Adjabeng (1971) 2 GLR 171. The ceremony alone is sufficient to pass title. Non-
payment of the purchase price does not prevent title from passing. See Angmor v. Ter
(1943) 9 WACA 148. The performance of the ceremony is not used for gifts and
pledges and therefore, its performance establishes conclusively that the sale was
intended where there is doubt as to whether a transaction was a sale or gift/pledge.

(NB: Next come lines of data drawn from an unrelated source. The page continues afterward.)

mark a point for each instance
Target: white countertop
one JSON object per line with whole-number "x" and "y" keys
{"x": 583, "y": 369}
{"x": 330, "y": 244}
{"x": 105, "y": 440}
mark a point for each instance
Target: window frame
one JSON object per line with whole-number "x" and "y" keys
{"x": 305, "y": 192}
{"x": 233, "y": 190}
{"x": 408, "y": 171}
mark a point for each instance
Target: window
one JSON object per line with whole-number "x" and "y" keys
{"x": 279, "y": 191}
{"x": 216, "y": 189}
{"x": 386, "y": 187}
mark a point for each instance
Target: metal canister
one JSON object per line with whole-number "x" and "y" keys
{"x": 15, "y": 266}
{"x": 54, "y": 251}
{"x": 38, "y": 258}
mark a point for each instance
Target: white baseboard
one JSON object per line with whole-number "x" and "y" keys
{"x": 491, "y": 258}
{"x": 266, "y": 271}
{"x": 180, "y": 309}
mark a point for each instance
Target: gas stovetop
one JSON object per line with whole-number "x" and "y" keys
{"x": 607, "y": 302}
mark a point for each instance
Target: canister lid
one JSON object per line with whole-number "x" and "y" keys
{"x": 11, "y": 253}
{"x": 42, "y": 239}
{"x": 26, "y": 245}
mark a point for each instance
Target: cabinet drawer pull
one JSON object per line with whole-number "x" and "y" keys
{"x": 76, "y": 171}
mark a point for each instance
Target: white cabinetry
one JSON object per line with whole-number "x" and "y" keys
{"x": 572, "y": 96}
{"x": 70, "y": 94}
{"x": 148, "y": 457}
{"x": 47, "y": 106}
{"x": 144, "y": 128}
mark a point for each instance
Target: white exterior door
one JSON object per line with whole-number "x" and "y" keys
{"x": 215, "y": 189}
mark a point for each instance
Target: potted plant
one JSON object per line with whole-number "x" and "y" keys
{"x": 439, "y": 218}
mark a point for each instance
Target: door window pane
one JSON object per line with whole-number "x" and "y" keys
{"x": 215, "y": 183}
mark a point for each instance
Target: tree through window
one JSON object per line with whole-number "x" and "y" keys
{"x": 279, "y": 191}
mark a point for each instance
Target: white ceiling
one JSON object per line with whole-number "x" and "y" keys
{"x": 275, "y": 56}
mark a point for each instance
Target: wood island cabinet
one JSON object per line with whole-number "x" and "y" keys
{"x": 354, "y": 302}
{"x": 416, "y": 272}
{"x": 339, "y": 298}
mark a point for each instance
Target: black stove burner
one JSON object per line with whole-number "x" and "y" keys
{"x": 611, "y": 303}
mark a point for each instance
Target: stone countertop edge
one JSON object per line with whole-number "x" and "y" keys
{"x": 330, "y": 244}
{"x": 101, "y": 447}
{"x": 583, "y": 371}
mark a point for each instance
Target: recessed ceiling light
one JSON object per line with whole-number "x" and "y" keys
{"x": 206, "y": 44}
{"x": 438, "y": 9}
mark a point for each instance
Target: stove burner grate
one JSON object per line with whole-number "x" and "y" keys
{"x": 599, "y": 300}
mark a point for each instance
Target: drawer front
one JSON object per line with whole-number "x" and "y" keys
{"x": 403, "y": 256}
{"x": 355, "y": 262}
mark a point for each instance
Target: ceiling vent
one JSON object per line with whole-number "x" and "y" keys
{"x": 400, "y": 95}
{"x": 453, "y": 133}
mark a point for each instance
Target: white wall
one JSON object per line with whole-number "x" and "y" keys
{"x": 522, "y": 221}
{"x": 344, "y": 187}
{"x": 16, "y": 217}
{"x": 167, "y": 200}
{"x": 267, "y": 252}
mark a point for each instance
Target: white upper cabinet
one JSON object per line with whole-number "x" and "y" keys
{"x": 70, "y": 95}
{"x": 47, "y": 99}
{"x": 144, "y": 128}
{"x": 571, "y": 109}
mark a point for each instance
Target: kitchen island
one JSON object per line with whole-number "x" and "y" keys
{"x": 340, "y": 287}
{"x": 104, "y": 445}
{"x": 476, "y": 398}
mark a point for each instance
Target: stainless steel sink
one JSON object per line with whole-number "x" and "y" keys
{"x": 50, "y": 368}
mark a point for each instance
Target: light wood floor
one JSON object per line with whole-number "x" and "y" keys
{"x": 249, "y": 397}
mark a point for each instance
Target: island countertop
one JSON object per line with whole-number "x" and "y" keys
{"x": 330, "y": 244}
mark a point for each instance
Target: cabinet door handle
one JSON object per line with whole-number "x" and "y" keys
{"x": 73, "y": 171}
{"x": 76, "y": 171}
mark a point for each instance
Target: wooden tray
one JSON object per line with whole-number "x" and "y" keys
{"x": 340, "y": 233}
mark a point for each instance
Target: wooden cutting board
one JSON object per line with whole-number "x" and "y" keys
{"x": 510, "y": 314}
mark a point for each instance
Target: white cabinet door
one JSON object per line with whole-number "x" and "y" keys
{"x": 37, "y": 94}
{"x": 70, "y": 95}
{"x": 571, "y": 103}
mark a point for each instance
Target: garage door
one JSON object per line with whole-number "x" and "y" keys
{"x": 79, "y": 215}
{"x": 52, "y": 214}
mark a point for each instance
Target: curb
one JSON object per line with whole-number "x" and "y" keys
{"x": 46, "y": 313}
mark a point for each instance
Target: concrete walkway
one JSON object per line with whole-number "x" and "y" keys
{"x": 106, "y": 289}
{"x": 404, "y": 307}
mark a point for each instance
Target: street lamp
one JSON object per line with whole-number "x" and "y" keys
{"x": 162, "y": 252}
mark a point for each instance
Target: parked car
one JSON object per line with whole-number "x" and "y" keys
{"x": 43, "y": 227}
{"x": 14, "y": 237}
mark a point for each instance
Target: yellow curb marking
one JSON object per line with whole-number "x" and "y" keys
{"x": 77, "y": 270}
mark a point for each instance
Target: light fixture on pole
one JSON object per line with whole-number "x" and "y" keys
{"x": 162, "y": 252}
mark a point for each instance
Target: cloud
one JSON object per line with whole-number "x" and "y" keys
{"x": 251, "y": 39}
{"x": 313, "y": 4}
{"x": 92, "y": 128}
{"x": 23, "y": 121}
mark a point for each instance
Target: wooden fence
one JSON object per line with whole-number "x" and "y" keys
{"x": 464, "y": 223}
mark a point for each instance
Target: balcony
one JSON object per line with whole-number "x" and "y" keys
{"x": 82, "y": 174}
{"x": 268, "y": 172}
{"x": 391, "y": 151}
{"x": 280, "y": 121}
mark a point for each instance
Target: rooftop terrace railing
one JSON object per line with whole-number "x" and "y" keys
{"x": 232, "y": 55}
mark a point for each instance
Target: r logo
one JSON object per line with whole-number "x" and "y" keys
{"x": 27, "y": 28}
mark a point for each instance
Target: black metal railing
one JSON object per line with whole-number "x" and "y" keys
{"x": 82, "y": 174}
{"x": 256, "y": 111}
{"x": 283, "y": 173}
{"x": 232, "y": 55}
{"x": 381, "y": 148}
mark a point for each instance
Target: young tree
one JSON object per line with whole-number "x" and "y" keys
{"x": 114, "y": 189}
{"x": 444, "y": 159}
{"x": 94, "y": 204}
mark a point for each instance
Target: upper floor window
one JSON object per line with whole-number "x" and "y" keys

2. Demarcation or inspection of boundaries


The boundaries of the land sold must be indicated to the purchaser and demarcated by
establishing boundary marks. This is done by, for example, planting special trees that
are used for that purpose. See Angmor v. Ter (1943) 9 WACA 148; Tutu v.Gogo
(1969) CC 76.

3. Publicity
Some persons other than the vendor and the purchaser must witness the ceremony of
conveyance. Publicity will prevent subsequent disputes on the existence or effect of
the transaction. See Golightly v. Ashirifi (1955) 14 WACA 676; Ankrah v. Ofori
(1974) 1 GLR 185. Because the requirement is for publicity, one or two persons will
ordinarily not be sufficient. See Norquaye Tetteh v. Malm (1959) GLR 368. This case
stated that wide publicity is necessary. There is no requirement for the witnesses to be
any particular category of persons.

4. The purchaser must be put in possession of the land


This element has sometimes been noted as a requirement for a valid sale. See
Donkor v. Asare; Tutu v. Gogo.

Pledge
A pledge also requires publicity and the indication of boundaries. It does not require a
ceremony for conveyance and in any event, not the same ceremony as that for a sale. Its been
noted that because a ceremony or a conveyance of sale signifies a total severance of the land
from the transferor, such a ceremony is unsuitable for a pledge.

Customary Tenancy
No formalities are needed for a grant of customary formalities. Its been noted that an
informal grant of the tenancy is effective for purposes of granting customary tenancy. See
Agbloe v. Sappor. In this case, Ollennu stated that an interest in the nature of a customary
tenancy came into existence by tacit consent of the parties. See Borketey v. Larkai (1953)
DC Land 52-55, 142; Yartey v. Construction & Furniture Ltd (1962) 1 GLR 86.

07:11:14
Tutorials
Q1
Issue 1
Whether or not Alhaji Ola had the right to attend the meeting and cast a vote
Principle:
An outsider can facility family meeting in event of dispute Okoe v. Ankrah.

27
Members must be notified on the appointment of head of family Lartey v. Mensah (1958) 3
WALR

Issue 2:
Whether or not the vote cast was valid

Issues 3:
Whether or not the alienation of family property was valid Allotey v. Abrahams.

Issue 4:
Whether or not the alienation of farmlands without concurrence of family head was valid
Adjei v. Appiagyei; Beyeeden v. Mensah.

In terms of land sold by principal family members, they must account Read the Head of
Family (Accountability) Act.

Q2:
Issues
1. Chief did not disclose all his properties before his enstoolment.
2. Whether the secret sale of land by Nana and his elders is lawful

The chief cannot be made to account Gyamfi v Owusu.


Sale by Nana and chief linguist is voidable Amanquanor v. Asare.